Which client must the nurse assign to a private room? 1. Primiparous client who delivered twins at 28 weeks gestation two days ago 2. Postpartum client on IV Ampicillin and Gentamicin for chorioamnionitis 3. Postpartum client whose 2 hour old infant is being worked up for sepsis 4. Postpartum client 32 hours after delivery with a temperature of 101º F (38.05 ° C)
Rationale 4. Correct: A temperature of 100.5° F (38.05° C) or greater in a client more than 24 hours postpartum is likely an indication of infection. This client should be kept separate from other mothers and babies. 1. Incorrect: The preterm twins are in the NICU and not in their mother's room (a client with term twins would need a private room because of space considerations). 2. Incorrect: Chorioamnionitis is not contagious. 3. Incorrect: The infant may have an infection and will remain in the NICU. The mother is not infected.

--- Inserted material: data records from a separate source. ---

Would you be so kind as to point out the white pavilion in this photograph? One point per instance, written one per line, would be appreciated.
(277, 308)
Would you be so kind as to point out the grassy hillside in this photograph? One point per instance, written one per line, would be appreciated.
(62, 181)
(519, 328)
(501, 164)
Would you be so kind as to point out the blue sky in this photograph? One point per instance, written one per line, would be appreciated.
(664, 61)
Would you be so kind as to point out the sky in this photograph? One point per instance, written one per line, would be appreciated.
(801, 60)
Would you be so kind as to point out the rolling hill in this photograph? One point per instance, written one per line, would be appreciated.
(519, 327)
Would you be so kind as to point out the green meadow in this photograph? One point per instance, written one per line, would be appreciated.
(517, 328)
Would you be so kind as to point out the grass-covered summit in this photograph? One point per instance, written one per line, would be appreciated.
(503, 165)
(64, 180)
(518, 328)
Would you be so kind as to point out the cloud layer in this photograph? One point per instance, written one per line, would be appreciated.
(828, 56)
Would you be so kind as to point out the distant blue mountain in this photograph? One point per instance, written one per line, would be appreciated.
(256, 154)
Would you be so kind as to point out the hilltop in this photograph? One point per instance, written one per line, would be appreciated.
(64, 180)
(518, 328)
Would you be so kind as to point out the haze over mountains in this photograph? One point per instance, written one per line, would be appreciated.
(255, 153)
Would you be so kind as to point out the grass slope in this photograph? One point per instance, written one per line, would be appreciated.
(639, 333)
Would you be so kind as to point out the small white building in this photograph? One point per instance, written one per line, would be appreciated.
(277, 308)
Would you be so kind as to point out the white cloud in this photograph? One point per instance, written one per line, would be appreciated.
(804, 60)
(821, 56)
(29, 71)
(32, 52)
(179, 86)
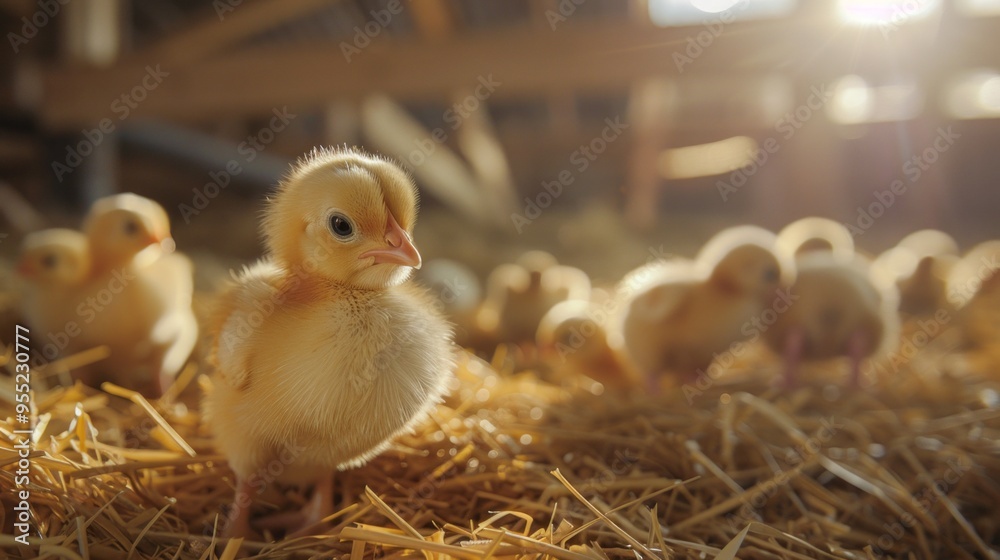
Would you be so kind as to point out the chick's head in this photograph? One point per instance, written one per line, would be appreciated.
(56, 257)
(345, 216)
(119, 227)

A client diagnosed with pancreatitis becomes increasingly restless, confused and has pulled out the NG tube and IV catheter. HR-128/min, BP 96/62. Oxygen saturation = 90%. Skin is cool and clammy to touch. Prioritize the actions that the nurse should take. The Correct Order: Initiate oxygen. Insert another IV line. Obtain blood sugar level. Insert NG tube. Repeat vital sign checks
Rationale: First, initiate oxygen. The client is anxious and has tachycardia, signs of hypoxia. The BP is also low, so the client might be bleeding internally. If there is a decreased circulating blood volume then there is less hemoglobin to carry oxygen, so increasing the available oxygen will help the client until the problem is corrected. Second, get the IV started so fluid resuscitation can continue.This increased volume will improve the blood pressure. More volume, more pressure. The IV will also provide a port for needed medications. Third, check the client's blood sugar. Since the pancreas is sick, insulin production can be decreased so glucose can go up. This is next in the priority line of the available options. You have addressed air and circulation, so blood glucose would be next. Fourth, insert the NG tube so that the client can be kept empty and dry and you can prevent aspiration if the client starts vomiting. Last, recheck vital signs to assess effectiveness of your nursing actions.